その間は「無限」がエンジン供給をしていましたが、そのサポートとしていましたので
0ではありませんでしたが・・・それにしてもライバル勢がかなり進んでいて大変でした。

Q3どんな点が変わって、苦労しましたか

如何にコンパクトで軽量化するか、パワーが出れば良いというものでもなく、
マシンの邪魔にならない一体化した「エンジン」を造る必要がありました。
ですからスタートした直後、2000〜2001年はトラブルも多く、2002年はバンク角を広げたり
様々なことにトライしましたが・・・更に新材料の投入もプラスして2004年にはコンストラクター
2位と好成績を挙げることが出来ました。


Q4その後、レギュレーションの変更が次から次えと発表され、その対応も苦労した?

私達はレース屋(コース上の戦い)では無いので、技術屋はそうしたレギュレーションの変更
に如何に迅速に対応し、最良の物を造るか使命であり、楽しみであるので、苦労とは思いません

ただV10からV8に移行した場合など、投入直後は部品の品質に多少のばらつきがあって、その
部分が症状として出る場合もありました。


Q5 櫻原さんは毎回どこでレースは観るのですか

何回かサーキットへ行くこともありますが、基本的には日曜の夜(ヨーロッパラウンドなど)なので
自宅のTVとPCでチェックしています。しかし楽しんで観ることは出来ません。
万一緊急事態発生の場合は、ホットラインが鳴り、画面上でも想像は出来るので、それを元に月曜日から
具体的な対応に入ります。

Q6 2007年のエンジンは万全ですか

エンジン開発が凍結と言ってもまだまだ開発の余地はあります。昨年シーズンの終わりに基本となる
エンジン1基をFIAに提出してあり、その後、事前申請した改良部分の完成エンジンを3月1日にFIAに
持ち込みます。それが今年から使用する「エンジン」です。しかし昨年の鈴鹿、ブラジルの2戦に
今年予定していたエンジンを前倒で投入しましたのでかなりのアドバンテージはあると思います。

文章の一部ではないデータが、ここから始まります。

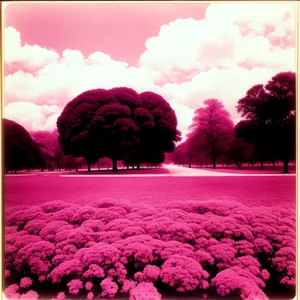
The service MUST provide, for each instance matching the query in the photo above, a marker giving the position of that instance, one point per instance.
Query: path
(175, 170)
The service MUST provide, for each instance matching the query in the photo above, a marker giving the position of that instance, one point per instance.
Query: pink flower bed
(111, 247)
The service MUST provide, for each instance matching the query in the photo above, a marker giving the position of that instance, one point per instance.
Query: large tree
(271, 110)
(20, 150)
(212, 129)
(50, 147)
(115, 123)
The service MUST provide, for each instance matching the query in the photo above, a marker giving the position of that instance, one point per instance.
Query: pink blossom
(183, 273)
(228, 282)
(109, 288)
(108, 237)
(144, 291)
(54, 206)
(126, 244)
(101, 253)
(150, 273)
(11, 292)
(95, 225)
(82, 214)
(20, 218)
(90, 295)
(61, 296)
(30, 295)
(35, 226)
(65, 214)
(132, 231)
(94, 271)
(66, 268)
(128, 285)
(88, 286)
(75, 286)
(25, 282)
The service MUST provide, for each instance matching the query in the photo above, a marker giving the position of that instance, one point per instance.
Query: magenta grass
(144, 237)
(37, 189)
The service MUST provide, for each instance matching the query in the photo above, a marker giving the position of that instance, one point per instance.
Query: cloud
(227, 86)
(221, 56)
(29, 56)
(256, 19)
(33, 117)
(231, 35)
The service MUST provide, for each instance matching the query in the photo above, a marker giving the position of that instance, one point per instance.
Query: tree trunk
(115, 166)
(214, 161)
(261, 164)
(58, 164)
(285, 166)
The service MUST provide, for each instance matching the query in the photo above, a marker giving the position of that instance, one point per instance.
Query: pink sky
(187, 52)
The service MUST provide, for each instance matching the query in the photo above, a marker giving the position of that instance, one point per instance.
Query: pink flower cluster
(111, 247)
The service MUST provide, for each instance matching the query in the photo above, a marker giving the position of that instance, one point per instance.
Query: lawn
(181, 237)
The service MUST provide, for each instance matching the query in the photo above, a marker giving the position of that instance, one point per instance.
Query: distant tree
(20, 150)
(240, 152)
(112, 123)
(256, 133)
(282, 115)
(179, 156)
(51, 149)
(212, 129)
(271, 110)
(157, 125)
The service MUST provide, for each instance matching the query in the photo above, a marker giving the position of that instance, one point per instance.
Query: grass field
(37, 189)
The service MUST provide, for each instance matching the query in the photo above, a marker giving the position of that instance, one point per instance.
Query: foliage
(211, 131)
(20, 150)
(271, 121)
(118, 123)
(111, 247)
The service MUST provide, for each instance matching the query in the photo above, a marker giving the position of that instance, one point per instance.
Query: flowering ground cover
(149, 238)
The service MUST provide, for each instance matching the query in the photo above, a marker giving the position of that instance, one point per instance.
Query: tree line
(266, 134)
(101, 127)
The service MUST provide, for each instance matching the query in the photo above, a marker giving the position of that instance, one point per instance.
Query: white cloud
(31, 56)
(33, 117)
(189, 61)
(232, 34)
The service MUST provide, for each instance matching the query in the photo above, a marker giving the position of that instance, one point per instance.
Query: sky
(186, 52)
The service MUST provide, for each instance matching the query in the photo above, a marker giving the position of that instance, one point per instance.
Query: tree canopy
(211, 131)
(20, 150)
(270, 118)
(118, 123)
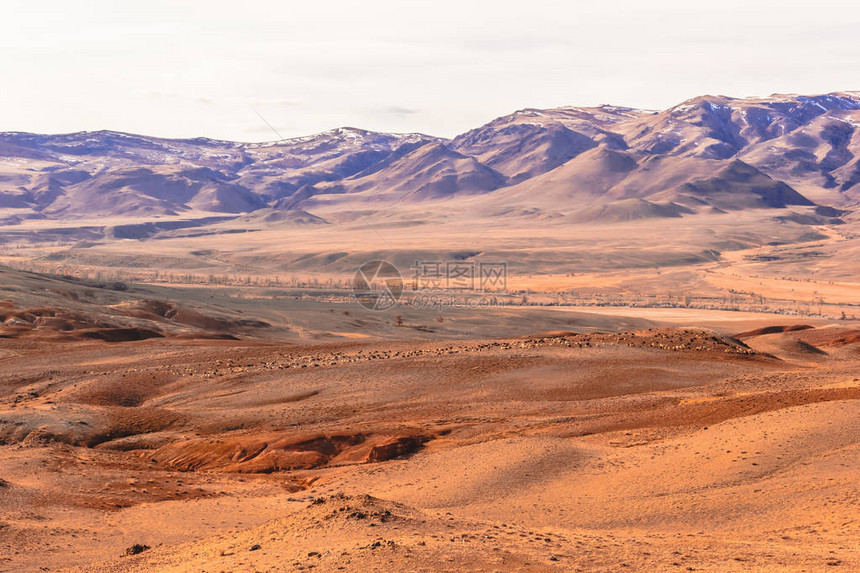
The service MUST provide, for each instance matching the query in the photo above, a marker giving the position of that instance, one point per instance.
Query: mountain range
(710, 154)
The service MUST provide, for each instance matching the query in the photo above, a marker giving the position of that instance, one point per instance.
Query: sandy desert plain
(669, 380)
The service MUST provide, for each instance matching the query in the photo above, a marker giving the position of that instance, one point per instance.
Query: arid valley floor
(669, 380)
(601, 442)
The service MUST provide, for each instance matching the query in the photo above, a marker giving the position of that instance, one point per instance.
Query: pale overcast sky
(200, 68)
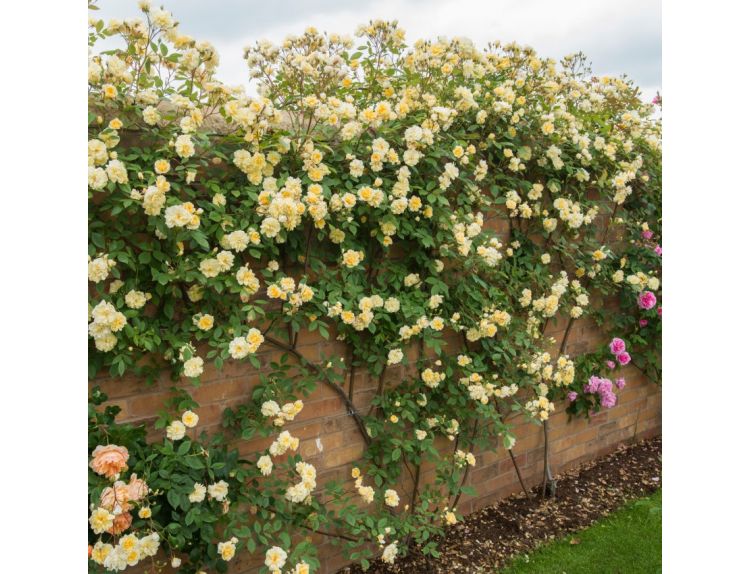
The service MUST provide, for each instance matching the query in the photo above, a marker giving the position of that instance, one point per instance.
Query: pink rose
(608, 399)
(109, 460)
(617, 346)
(121, 523)
(646, 300)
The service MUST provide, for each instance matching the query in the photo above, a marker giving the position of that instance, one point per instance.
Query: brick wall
(330, 440)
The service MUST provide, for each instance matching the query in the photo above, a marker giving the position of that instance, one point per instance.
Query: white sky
(619, 36)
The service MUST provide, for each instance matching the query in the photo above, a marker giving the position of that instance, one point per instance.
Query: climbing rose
(646, 300)
(617, 346)
(109, 460)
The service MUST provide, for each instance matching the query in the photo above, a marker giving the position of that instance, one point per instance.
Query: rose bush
(439, 201)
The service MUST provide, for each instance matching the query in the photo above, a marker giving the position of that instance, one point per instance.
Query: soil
(488, 539)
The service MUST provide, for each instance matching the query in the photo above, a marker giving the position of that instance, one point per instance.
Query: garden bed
(490, 538)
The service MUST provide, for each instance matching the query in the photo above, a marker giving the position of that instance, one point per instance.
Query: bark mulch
(490, 538)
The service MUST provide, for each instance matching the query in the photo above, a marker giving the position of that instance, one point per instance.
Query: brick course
(324, 423)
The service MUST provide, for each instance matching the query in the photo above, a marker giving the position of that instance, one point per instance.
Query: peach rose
(116, 499)
(137, 488)
(109, 460)
(121, 523)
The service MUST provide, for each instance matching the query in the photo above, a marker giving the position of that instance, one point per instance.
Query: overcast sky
(619, 37)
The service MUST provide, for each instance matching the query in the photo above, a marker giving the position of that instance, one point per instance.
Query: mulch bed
(491, 537)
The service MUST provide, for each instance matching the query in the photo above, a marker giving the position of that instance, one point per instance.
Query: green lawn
(628, 541)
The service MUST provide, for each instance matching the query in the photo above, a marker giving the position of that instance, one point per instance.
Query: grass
(628, 541)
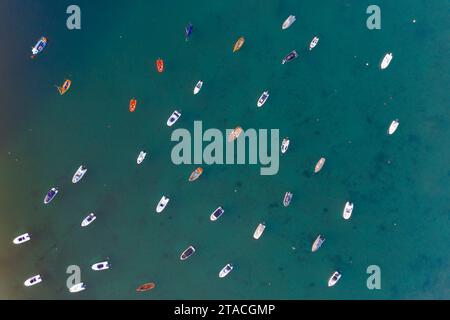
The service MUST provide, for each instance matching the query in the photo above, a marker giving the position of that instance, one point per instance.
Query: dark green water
(329, 103)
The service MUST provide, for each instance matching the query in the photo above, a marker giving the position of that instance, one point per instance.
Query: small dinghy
(225, 270)
(173, 118)
(216, 214)
(88, 220)
(22, 238)
(348, 209)
(32, 281)
(162, 204)
(100, 266)
(318, 243)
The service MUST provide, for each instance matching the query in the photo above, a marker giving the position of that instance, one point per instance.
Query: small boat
(50, 195)
(133, 103)
(188, 31)
(162, 204)
(88, 220)
(318, 243)
(259, 231)
(141, 157)
(32, 281)
(145, 287)
(287, 198)
(288, 22)
(22, 238)
(348, 209)
(235, 134)
(313, 43)
(79, 174)
(160, 65)
(239, 43)
(77, 288)
(290, 56)
(100, 266)
(386, 60)
(38, 47)
(195, 174)
(263, 99)
(334, 278)
(187, 253)
(217, 214)
(285, 145)
(173, 118)
(319, 165)
(198, 86)
(66, 85)
(225, 270)
(393, 126)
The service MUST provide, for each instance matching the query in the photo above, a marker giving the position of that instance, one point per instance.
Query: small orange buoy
(133, 103)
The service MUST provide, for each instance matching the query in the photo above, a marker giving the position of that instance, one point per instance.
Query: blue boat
(188, 30)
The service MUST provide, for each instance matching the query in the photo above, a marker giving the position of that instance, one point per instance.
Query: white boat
(313, 43)
(141, 157)
(225, 270)
(50, 195)
(32, 281)
(288, 22)
(216, 214)
(348, 209)
(263, 99)
(162, 204)
(334, 278)
(198, 87)
(100, 266)
(173, 118)
(285, 145)
(393, 127)
(77, 288)
(386, 60)
(318, 243)
(22, 238)
(79, 174)
(259, 231)
(88, 220)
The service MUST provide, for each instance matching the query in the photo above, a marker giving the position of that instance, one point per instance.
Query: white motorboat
(33, 280)
(318, 243)
(162, 204)
(348, 209)
(88, 220)
(263, 99)
(173, 118)
(386, 60)
(313, 43)
(198, 87)
(393, 127)
(285, 145)
(100, 266)
(259, 231)
(225, 270)
(334, 278)
(79, 174)
(288, 22)
(22, 238)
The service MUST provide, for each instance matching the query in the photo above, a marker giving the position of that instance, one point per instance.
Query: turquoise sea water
(328, 102)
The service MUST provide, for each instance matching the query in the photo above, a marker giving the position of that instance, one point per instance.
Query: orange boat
(63, 89)
(133, 104)
(145, 287)
(239, 44)
(195, 174)
(160, 65)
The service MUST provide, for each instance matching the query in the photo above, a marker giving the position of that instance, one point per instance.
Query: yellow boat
(239, 44)
(63, 89)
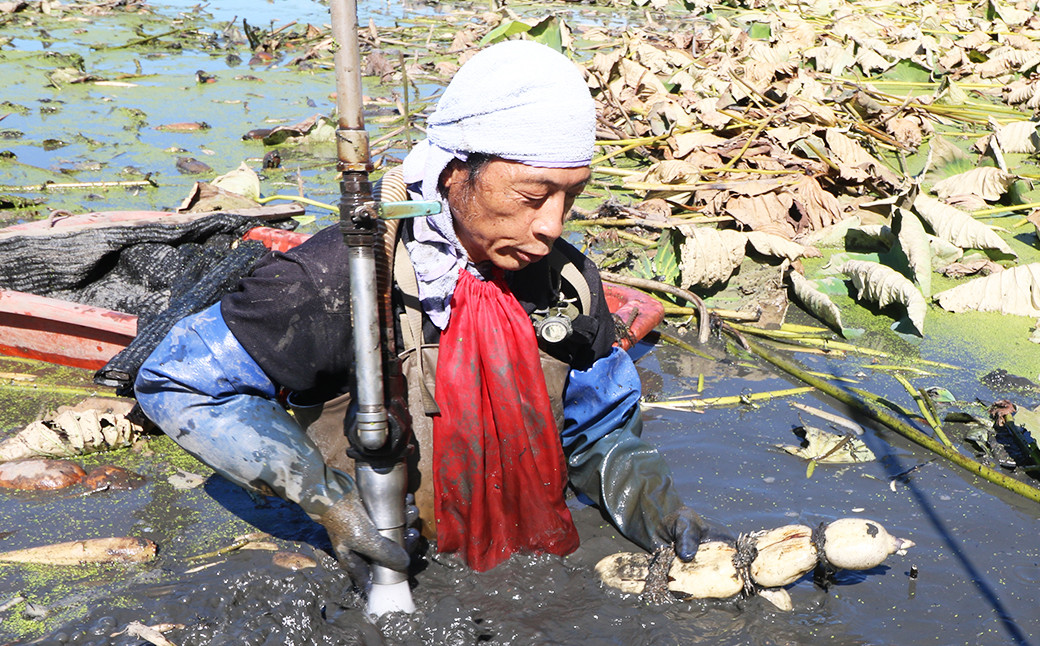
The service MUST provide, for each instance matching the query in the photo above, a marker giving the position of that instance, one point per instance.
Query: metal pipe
(382, 486)
(352, 139)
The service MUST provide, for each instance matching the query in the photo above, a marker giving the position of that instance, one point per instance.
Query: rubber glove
(609, 463)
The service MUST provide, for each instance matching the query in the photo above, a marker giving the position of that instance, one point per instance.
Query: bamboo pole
(879, 415)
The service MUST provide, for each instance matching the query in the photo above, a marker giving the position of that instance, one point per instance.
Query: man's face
(511, 213)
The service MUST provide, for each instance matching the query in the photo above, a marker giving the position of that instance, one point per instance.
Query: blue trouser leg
(204, 390)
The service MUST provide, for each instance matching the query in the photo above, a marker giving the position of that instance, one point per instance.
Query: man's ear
(455, 174)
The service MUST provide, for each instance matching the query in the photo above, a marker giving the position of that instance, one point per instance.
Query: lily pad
(883, 285)
(826, 447)
(1012, 291)
(819, 304)
(987, 182)
(709, 256)
(959, 228)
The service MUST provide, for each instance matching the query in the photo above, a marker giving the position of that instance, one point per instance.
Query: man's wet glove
(611, 464)
(687, 530)
(353, 533)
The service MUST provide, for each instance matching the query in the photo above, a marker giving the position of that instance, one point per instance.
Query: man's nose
(548, 223)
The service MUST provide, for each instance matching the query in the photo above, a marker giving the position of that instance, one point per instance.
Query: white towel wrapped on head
(521, 101)
(517, 100)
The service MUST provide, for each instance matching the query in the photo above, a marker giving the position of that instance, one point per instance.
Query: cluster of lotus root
(762, 562)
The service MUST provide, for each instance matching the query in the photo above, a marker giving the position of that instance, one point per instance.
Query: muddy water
(977, 554)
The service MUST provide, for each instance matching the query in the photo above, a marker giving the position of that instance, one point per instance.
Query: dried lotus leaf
(672, 172)
(957, 227)
(913, 242)
(242, 181)
(1018, 136)
(827, 447)
(709, 256)
(776, 246)
(71, 432)
(883, 285)
(1012, 291)
(860, 544)
(943, 252)
(785, 554)
(987, 182)
(819, 304)
(868, 237)
(120, 549)
(710, 575)
(833, 235)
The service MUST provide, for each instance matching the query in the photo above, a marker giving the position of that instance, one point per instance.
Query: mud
(973, 585)
(977, 561)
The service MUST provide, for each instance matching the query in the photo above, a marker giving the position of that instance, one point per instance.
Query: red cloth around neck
(499, 469)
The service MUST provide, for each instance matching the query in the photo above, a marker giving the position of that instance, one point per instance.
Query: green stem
(34, 387)
(899, 425)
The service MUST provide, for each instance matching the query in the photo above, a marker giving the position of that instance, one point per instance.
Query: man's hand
(687, 531)
(353, 533)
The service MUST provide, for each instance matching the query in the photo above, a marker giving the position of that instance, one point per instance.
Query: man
(514, 417)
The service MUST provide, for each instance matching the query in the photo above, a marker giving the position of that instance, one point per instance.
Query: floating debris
(767, 560)
(40, 474)
(109, 476)
(117, 549)
(292, 561)
(93, 425)
(825, 447)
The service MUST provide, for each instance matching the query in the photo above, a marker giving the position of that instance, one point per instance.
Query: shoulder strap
(391, 186)
(570, 273)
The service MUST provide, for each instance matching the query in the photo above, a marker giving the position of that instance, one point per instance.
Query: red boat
(83, 336)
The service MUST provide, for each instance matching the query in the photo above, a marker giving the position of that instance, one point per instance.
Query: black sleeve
(292, 315)
(538, 286)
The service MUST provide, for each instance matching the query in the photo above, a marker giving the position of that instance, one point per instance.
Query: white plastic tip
(384, 598)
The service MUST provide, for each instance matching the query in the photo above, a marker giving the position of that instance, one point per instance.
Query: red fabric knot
(499, 468)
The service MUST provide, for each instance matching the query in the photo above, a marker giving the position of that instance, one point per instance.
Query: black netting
(121, 371)
(158, 272)
(131, 268)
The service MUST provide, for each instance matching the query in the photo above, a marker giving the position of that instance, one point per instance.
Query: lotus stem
(730, 399)
(73, 390)
(910, 433)
(637, 238)
(223, 550)
(314, 203)
(674, 340)
(1006, 209)
(703, 329)
(927, 409)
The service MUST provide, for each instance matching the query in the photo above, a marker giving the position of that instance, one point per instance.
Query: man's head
(507, 211)
(509, 150)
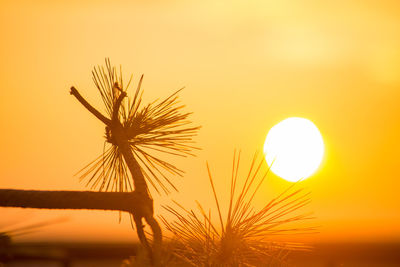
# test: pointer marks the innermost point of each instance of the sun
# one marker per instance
(294, 149)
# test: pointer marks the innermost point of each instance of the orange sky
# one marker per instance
(246, 66)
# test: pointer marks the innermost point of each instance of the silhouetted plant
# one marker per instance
(243, 238)
(132, 132)
(157, 127)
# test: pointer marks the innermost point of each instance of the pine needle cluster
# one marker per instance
(160, 127)
(244, 237)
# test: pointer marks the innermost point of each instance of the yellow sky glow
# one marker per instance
(246, 66)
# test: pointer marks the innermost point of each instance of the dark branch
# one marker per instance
(117, 103)
(122, 201)
(89, 107)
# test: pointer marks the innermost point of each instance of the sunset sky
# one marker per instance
(245, 66)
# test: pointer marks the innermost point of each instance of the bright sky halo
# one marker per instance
(294, 149)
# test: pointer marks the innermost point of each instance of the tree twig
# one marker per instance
(89, 107)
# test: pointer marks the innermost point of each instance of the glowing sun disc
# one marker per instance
(294, 149)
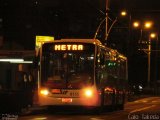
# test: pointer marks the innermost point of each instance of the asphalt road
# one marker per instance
(143, 109)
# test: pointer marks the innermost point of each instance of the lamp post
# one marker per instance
(147, 25)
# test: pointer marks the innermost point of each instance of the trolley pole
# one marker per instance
(107, 9)
(149, 62)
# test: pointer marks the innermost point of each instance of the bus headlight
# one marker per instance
(44, 92)
(88, 93)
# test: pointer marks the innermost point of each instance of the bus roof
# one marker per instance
(93, 41)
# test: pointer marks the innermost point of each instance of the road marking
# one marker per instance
(137, 110)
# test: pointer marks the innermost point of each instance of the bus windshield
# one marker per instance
(67, 69)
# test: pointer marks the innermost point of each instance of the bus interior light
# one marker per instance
(44, 92)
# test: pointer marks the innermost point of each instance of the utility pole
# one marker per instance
(149, 62)
(107, 9)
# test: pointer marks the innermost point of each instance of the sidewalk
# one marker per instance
(12, 101)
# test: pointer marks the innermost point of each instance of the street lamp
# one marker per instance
(147, 25)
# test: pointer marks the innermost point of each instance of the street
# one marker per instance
(143, 109)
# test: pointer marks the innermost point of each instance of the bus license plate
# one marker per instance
(67, 100)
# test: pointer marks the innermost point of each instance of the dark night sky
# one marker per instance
(22, 20)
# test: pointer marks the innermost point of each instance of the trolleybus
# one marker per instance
(81, 72)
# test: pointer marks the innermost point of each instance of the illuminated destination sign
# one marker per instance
(68, 47)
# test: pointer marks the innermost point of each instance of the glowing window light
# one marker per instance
(15, 60)
(11, 60)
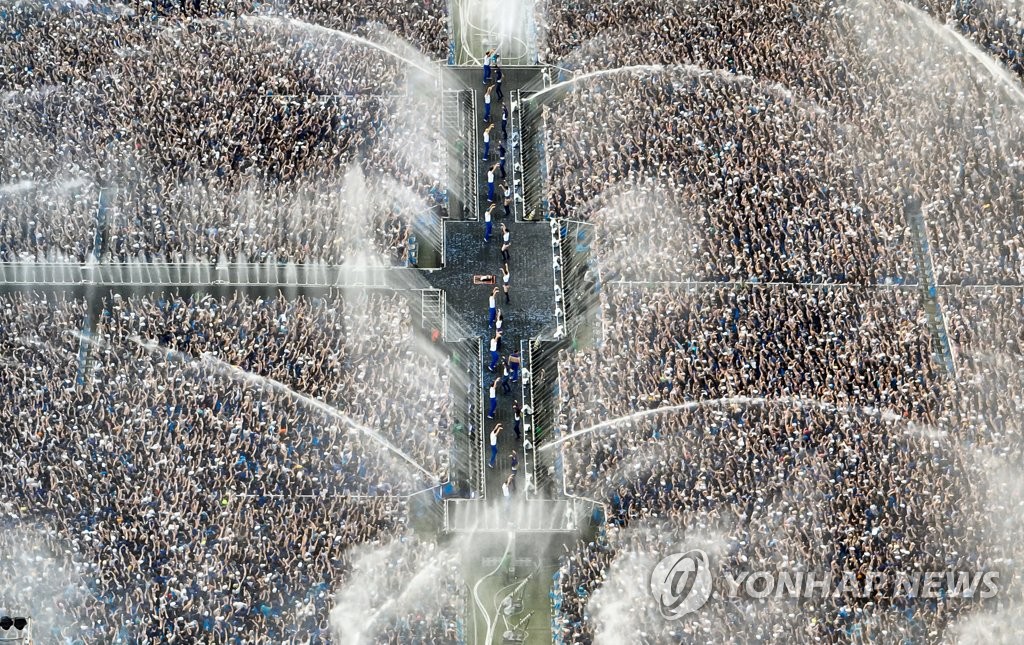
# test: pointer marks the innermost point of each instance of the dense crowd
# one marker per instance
(186, 137)
(804, 428)
(199, 468)
(784, 141)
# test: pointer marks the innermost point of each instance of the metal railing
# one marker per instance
(159, 273)
(471, 159)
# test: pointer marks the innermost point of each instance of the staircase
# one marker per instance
(432, 310)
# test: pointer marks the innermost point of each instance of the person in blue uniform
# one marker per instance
(486, 102)
(488, 225)
(486, 66)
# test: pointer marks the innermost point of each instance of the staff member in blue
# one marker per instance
(494, 398)
(514, 361)
(486, 142)
(498, 83)
(486, 102)
(486, 66)
(495, 355)
(488, 225)
(516, 417)
(494, 444)
(506, 276)
(491, 181)
(506, 244)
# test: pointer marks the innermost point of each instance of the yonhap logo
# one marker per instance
(681, 583)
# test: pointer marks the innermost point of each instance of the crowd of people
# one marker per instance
(783, 141)
(199, 468)
(171, 136)
(792, 428)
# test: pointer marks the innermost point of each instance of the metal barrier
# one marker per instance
(531, 159)
(200, 273)
(459, 126)
(542, 358)
(522, 516)
(579, 273)
(467, 398)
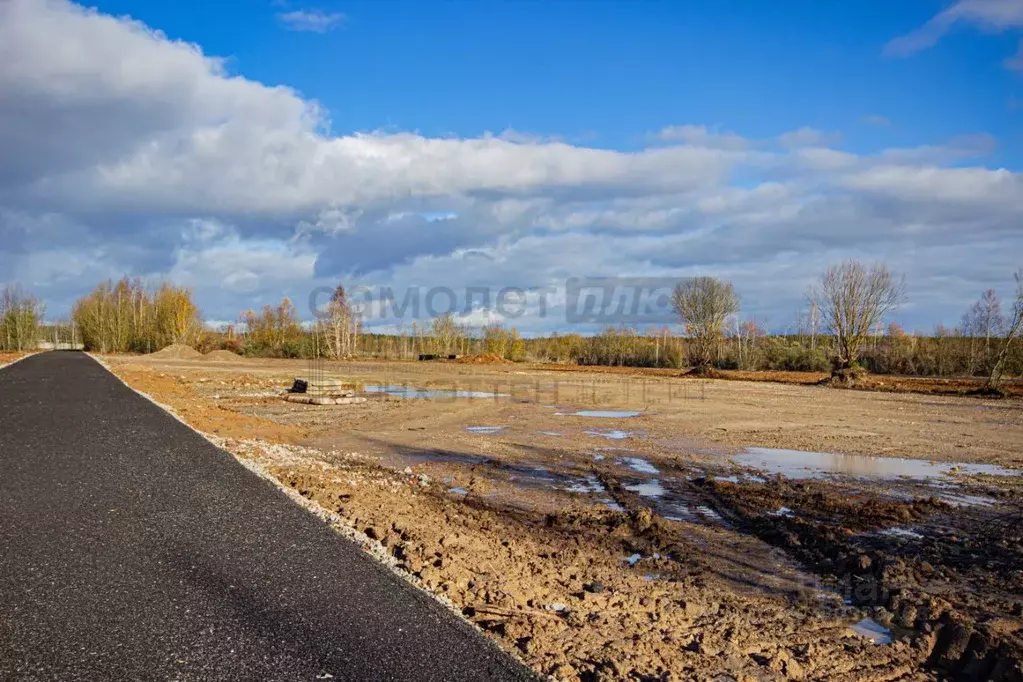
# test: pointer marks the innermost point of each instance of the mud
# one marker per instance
(646, 547)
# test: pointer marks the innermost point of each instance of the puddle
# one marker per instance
(598, 413)
(896, 532)
(589, 484)
(647, 489)
(484, 429)
(439, 456)
(614, 436)
(800, 464)
(958, 500)
(639, 464)
(745, 478)
(873, 631)
(611, 504)
(707, 512)
(412, 392)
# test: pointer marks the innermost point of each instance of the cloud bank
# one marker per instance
(130, 152)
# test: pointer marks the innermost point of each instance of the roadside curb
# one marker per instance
(17, 360)
(340, 525)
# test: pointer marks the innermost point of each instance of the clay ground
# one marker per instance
(655, 546)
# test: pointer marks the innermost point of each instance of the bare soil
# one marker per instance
(645, 547)
(7, 358)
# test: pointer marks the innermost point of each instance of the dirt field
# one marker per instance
(671, 539)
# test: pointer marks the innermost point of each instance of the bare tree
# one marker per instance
(1012, 331)
(853, 300)
(983, 321)
(340, 327)
(447, 333)
(704, 305)
(20, 319)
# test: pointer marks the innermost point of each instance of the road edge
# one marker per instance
(17, 360)
(336, 521)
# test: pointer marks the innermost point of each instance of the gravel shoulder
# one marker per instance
(542, 530)
(135, 549)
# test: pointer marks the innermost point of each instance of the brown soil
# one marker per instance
(6, 358)
(514, 526)
(223, 356)
(482, 359)
(879, 382)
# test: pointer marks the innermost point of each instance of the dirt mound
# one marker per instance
(222, 356)
(482, 359)
(177, 352)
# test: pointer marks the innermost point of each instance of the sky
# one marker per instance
(445, 152)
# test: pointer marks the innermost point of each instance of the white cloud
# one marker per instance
(312, 20)
(128, 152)
(986, 14)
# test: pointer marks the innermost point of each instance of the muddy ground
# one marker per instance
(671, 544)
(7, 358)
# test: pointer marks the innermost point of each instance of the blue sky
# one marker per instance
(605, 73)
(256, 149)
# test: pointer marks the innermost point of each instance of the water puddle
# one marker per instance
(961, 500)
(412, 392)
(611, 504)
(410, 456)
(611, 414)
(589, 484)
(873, 631)
(800, 464)
(484, 429)
(639, 464)
(651, 489)
(745, 478)
(613, 435)
(896, 532)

Q7 スーパーアグリの戦いぶりについて、亜久里さんへのメッセージ

2005年11月にファクトリーを訪ねた時は影も形も無かったのが、バーレーンのグリッドに並んだのは
嬉しかったです。 また敬服しました。 また今年厳しい1年が始まりますが、体に気お付けて頑張って下さい。
また私も微力ながら力を出したいと思います。

Q8 F1エンジンの魅力は「音」にある?そしてライブで聴きたいですね

それは大いにあります。F1エンジンは良い音です。私達もその「音」でエンジンの状態が良く判ります。
各チーム聴き比べも楽しいです。是非、実際のサーキットへいらして1度聞いてみてください。


Q9 今後F1エンジンはどう変わっていくでしょうか

エンジン開発凍結と言いますが、既に現実的には2009年に目を向けています。それは燃料問題です。

2010年はその新しいエンジンを投入、2011年は直噴ターボ・・みたいな話も出ています。環境問題も
大きいですね・・・ですから凍結といって休んではいられません。


櫻原さん、お忙しい中、ありがとうございました。